This tangy dressing reminds me of Spring. I know Spring is right around the corner, but all of this fog we’ve been having lately has been a little discouraging. I can’t wait to see the daffodills begin to grow. Heck, I’d settle for a full day of sunshine!
Until then, lets just make a little sunshine in a bottle. Something tangy, lemony, and herby. Or is that Herbie? No, wait. Herbie is a car…
This dressing will keep a couple of weeks in the fridge. I like to bring it to room temp before tossing with greens to make sure the olive oil is no longer solid. And this dressing with a bit of blue cheese is heavenly– almost like Buddy’s salad dressing. Almost…

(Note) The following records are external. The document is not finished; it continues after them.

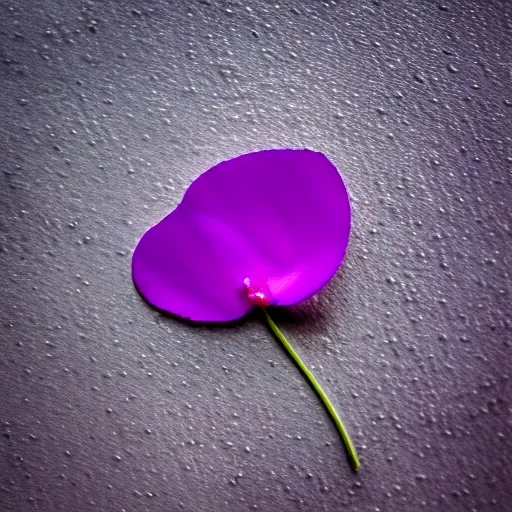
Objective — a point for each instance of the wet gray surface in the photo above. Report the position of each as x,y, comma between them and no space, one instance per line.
109,110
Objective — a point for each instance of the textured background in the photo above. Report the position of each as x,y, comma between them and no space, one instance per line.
108,110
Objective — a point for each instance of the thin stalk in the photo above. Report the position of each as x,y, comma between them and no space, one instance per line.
351,451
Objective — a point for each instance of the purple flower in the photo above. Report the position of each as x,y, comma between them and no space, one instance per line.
276,221
264,229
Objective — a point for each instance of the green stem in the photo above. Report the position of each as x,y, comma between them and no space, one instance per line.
351,451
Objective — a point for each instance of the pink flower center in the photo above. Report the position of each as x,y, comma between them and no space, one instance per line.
257,295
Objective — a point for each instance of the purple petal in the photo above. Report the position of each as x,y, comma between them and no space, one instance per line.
278,217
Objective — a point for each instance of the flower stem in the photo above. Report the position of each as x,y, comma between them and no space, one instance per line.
351,451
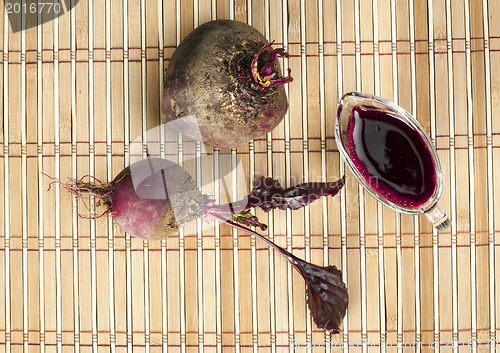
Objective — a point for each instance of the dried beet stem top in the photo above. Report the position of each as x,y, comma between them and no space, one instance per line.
224,85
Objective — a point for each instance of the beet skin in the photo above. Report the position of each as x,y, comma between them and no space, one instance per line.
223,85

Here’s hoping Spring comes soon! 😀
Lemon Garlic Herb Vinaigrette
- 1/2 cup olive oil
- 3 cloves garlic, minced
- 1/3 cup fresh lemon juice
- 2 Tbsp apple cider vinegar
- 1 Tbsp fresh minced thyme (or 1 tsp dried)
- 1 tsp salt
- 1/2 tsp pepper
- Place olive oil and garlic in a microwave-safe container. Microwave on high about 30 seconds. This will help to mellow the garlic a bit so it’s not as harsh as raw garlic. Let cool.
- Combine remaining ingredients in a medium bowl. Drizzle in the olive oil/garlic mixture while whisking constantly. Continue whisking until dressing thickens slightly and is well combined.
- Store leftover dressing in a jar with a tight lid in the fridge.